And to provide some further updates,

I was able to get OSDs to boot by updating from 14.2.2 to 14.2.4.
Unclear why this would improve things, but it at least got me running again.

> $ ceph versions
> {
>     "mon": {
>         "ceph version 14.2.2 (4f8fa0a0024755aae7d95567c63f11d6862d55be) 
> nautilus (stable)": 3
>     },
>     "mgr": {
>         "ceph version 14.2.2 (4f8fa0a0024755aae7d95567c63f11d6862d55be) 
> nautilus (stable)": 3
>     },
>     "osd": {
>         "ceph version 14.2.2 (4f8fa0a0024755aae7d95567c63f11d6862d55be) 
> nautilus (stable)": 199,
>         "ceph version 14.2.4 (75f4de193b3ea58512f204623e6c5a16e6c1e1ba) 
> nautilus (stable)": 5
>     },
>     "mds": {
>         "ceph version 14.2.2 (4f8fa0a0024755aae7d95567c63f11d6862d55be) 
> nautilus (stable)": 1
>     },
>     "overall": {
>         "ceph version 14.2.2 (4f8fa0a0024755aae7d95567c63f11d6862d55be) 
> nautilus (stable)": 206,
>         "ceph version 14.2.4 (75f4de193b3ea58512f204623e6c5a16e6c1e1ba) 
> nautilus (stable)": 5
>     }
> }


Reed

> On Sep 18, 2019, at 10:12 AM, Reed Dier <reed.d...@focusvq.com> wrote:
> 
> To answer the question, if it is safe to disable the module and delete the 
> pool, the answer is no.
> 
> After disabling the diskprediction_local module, I then proceeded to remove 
> the pool created by the module, device_health_metrics.
> 
> This is where things went south quickly,
> 
> Ceph health showed: 
>> Module 'devicehealth' has failed: [errno 2] Failed to operate write op for 
>> oid SAMSUNG_$MODEL_$SERIAL
> 
> That module apparently can't be disabled:
>> $ ceph mgr module disable devicehealth
>> Error EINVAL: module 'devicehealth' cannot be disabled (always-on)
> 
> Then 5 osd's went down, crashing with:
>>    -12> 2019-09-18 10:53:00.299 7f95940ac700  5 osd.5 pg_epoch: 176304 
>> pg[17.3d1( v 176297'568491 lc 176269'568471 (175914'565388,176297'568491] 

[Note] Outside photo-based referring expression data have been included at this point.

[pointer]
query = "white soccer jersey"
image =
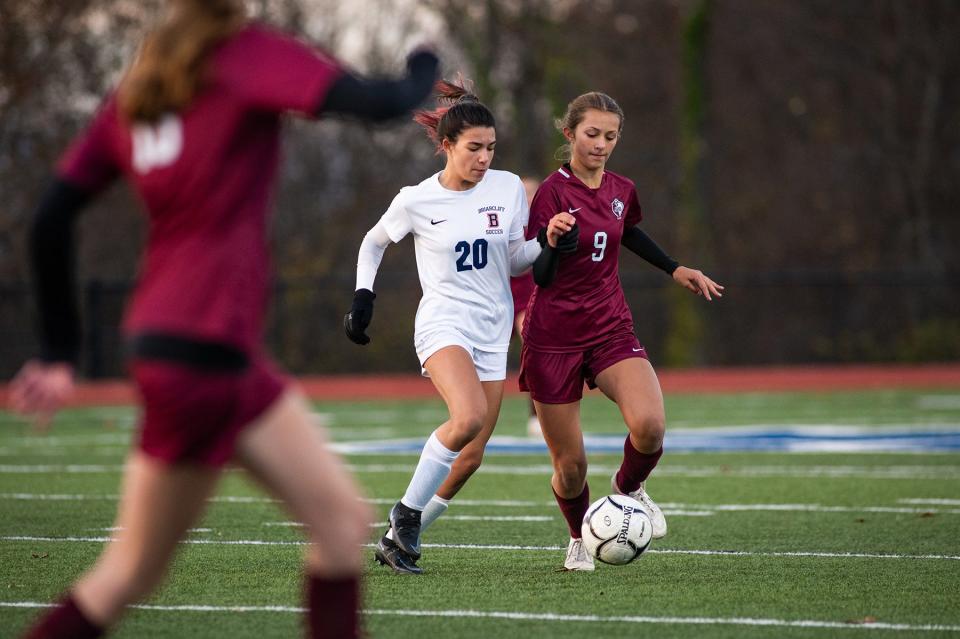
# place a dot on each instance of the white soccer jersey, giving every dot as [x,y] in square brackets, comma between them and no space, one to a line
[461,240]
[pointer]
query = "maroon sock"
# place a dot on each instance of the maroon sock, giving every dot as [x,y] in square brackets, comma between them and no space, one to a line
[574,509]
[66,621]
[636,467]
[333,605]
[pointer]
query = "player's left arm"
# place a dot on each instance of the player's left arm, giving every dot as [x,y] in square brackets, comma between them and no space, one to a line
[638,242]
[644,246]
[45,383]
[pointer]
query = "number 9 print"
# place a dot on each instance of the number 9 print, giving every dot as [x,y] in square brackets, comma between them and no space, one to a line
[599,243]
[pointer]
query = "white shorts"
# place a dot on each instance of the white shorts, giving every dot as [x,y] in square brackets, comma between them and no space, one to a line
[491,365]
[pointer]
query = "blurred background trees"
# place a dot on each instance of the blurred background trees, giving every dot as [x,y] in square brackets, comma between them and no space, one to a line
[807,155]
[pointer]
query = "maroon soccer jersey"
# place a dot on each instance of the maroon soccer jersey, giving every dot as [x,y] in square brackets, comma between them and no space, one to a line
[205,176]
[584,304]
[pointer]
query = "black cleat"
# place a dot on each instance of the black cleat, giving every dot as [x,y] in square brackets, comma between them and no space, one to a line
[389,554]
[406,529]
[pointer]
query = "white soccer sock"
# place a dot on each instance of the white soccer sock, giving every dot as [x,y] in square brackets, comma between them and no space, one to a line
[436,507]
[433,468]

>> local-lis/les=176302/176303 n=107092 ec=11397/11397 lis/c 176302/172990 
>> les/c/f 176303/172991/107766 176304/176304/176304) [5,81,162] r=0 lpr=176304 
>> pi=[172990,176304)/1 crt=176297'568491 lcod 0'0 mlcod 0'0 peering m=17 
>> mbc={}] enter Started/Primary/Peering/WaitUpThru
>>    -11> 2019-09-18 10:53:00.303 7f959fd6f700  2 osd.5 176304 ms_handle_reset 
>> con 0x564078474d00 session 0x56407878ea00
>>    -10> 2019-09-18 10:53:00.303 7f95b10e6700 10 monclient: 
>> handle_auth_request added challenge on 0x564077ac1b00
>>     -9> 2019-09-18 10:53:00.307 7f95b10e6700 10 monclient: 
>> handle_auth_request added challenge on 0x564077ac3180
>>     -8> 2019-09-18 10:53:00.307 7f95b10e6700 10 monclient: 
>> handle_auth_request added challenge on 0x564077ac3600
>>     -7> 2019-09-18 10:53:00.307 7f95950ae700 -1 
>> bluestore(/var/lib/ceph/osd/ceph-5) _txc_add_transaction error (39) 

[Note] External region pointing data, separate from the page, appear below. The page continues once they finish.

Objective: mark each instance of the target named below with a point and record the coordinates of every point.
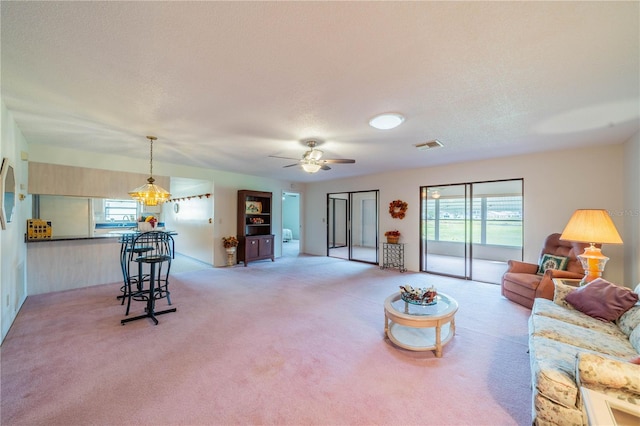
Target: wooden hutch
(255, 239)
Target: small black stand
(151, 300)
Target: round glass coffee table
(420, 327)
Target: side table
(393, 256)
(602, 409)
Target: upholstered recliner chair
(521, 283)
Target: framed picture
(253, 207)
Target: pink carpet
(296, 342)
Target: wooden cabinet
(255, 239)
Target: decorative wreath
(397, 209)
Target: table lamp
(593, 227)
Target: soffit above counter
(55, 179)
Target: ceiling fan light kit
(312, 161)
(386, 121)
(429, 145)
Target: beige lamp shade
(591, 226)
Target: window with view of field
(494, 220)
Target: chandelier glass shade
(150, 194)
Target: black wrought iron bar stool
(135, 279)
(158, 261)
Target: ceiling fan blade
(286, 158)
(340, 161)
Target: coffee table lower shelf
(420, 339)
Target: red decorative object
(397, 209)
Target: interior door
(337, 231)
(352, 226)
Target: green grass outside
(499, 232)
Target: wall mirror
(7, 193)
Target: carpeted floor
(297, 341)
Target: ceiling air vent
(429, 145)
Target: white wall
(555, 184)
(12, 248)
(631, 213)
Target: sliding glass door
(471, 230)
(352, 226)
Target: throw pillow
(549, 261)
(560, 295)
(602, 300)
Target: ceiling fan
(312, 160)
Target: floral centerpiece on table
(151, 220)
(418, 296)
(229, 242)
(392, 236)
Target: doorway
(471, 230)
(352, 225)
(290, 224)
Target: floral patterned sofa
(569, 349)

>> Directory not empty not handled on operation 21 (op 1, counting from 0)
>>     -6> 2019-09-18 10:53:00.307 7f95950ae700  0 _dump_transaction 
>> transaction dump:
>> {
>>     "ops": [
>>         {
>>             "op_num": 0,
>>             "op_name": "remove",
>>             "collection": "30.0_head",
>>             "oid": "#30:00000000::::head#"
>>         },
>>         {
>>             "op_num": 1,
>>             "op_name": "rmcoll",
>>             "collection": "30.0_head"
>>         }
>>     ]
>> }
>>     -5> 2019-09-18 10:53:00.311 7f95948ad700  5 osd.5 pg_epoch: 176304 
>> pg[17.353( v 176300'586919 lc 176207'586887 (175912'583861,176300'586919] 

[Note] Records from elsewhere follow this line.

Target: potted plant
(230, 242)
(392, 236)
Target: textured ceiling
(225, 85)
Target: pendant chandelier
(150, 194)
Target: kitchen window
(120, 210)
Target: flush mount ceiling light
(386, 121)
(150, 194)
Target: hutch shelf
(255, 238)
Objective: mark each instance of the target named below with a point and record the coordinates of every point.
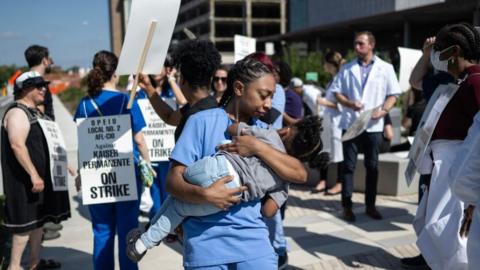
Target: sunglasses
(223, 79)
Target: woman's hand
(222, 197)
(245, 146)
(145, 83)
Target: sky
(72, 30)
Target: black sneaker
(283, 261)
(348, 215)
(417, 262)
(50, 235)
(132, 252)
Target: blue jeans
(109, 219)
(201, 173)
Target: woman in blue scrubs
(119, 218)
(236, 238)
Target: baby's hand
(232, 129)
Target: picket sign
(359, 126)
(419, 154)
(141, 63)
(105, 159)
(159, 136)
(57, 153)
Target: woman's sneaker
(132, 252)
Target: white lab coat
(334, 115)
(439, 215)
(465, 174)
(381, 83)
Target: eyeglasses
(223, 79)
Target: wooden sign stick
(141, 63)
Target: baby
(301, 141)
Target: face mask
(441, 65)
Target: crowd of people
(243, 133)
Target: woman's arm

>> local-lis/les=176302/176303 n=107009 ec=11397/11397 lis/c 176302/176285 
>> les/c/f 176303/176286/107766 176304/176304/176304) [5,167,137] r=0 
>> lpr=176304 pi=[176285,176304)/1 crt=176300'586919 lcod 0'0 mlcod 0'0 peering 
>> m=32 mbc={}] exit Started/Primary/Peering/GetLog 0.023847 2 0.000123
>>     -4> 2019-09-18 10:53:00.311 7f95948ad700  5 osd.5 pg_epoch: 176304 
>> pg[17.353( v 176300'586919 lc 176207'586887 (175912'583861,176300'586919] 
>> local-lis/les=176302/176303 n=107009 ec=11397/11397 lis/c 176302/176285 
>> les/c/f 176303/176286/107766 176304/176304/176304) [5,167,137] r=0 
>> lpr=176304 pi=[176285,176304)/1 crt=176300'586919 lcod 0'0 mlcod 0'0 peering 
>> m=32 mbc={}] enter Started/Primary/Peering/GetMissing
>>     -3> 2019-09-18 10:53:00.311 7f95948ad700  5 osd.5 pg_epoch: 176304 
>> pg[17.353( v 176300'586919 lc 176207'586887 (175912'583861,176300'586919] 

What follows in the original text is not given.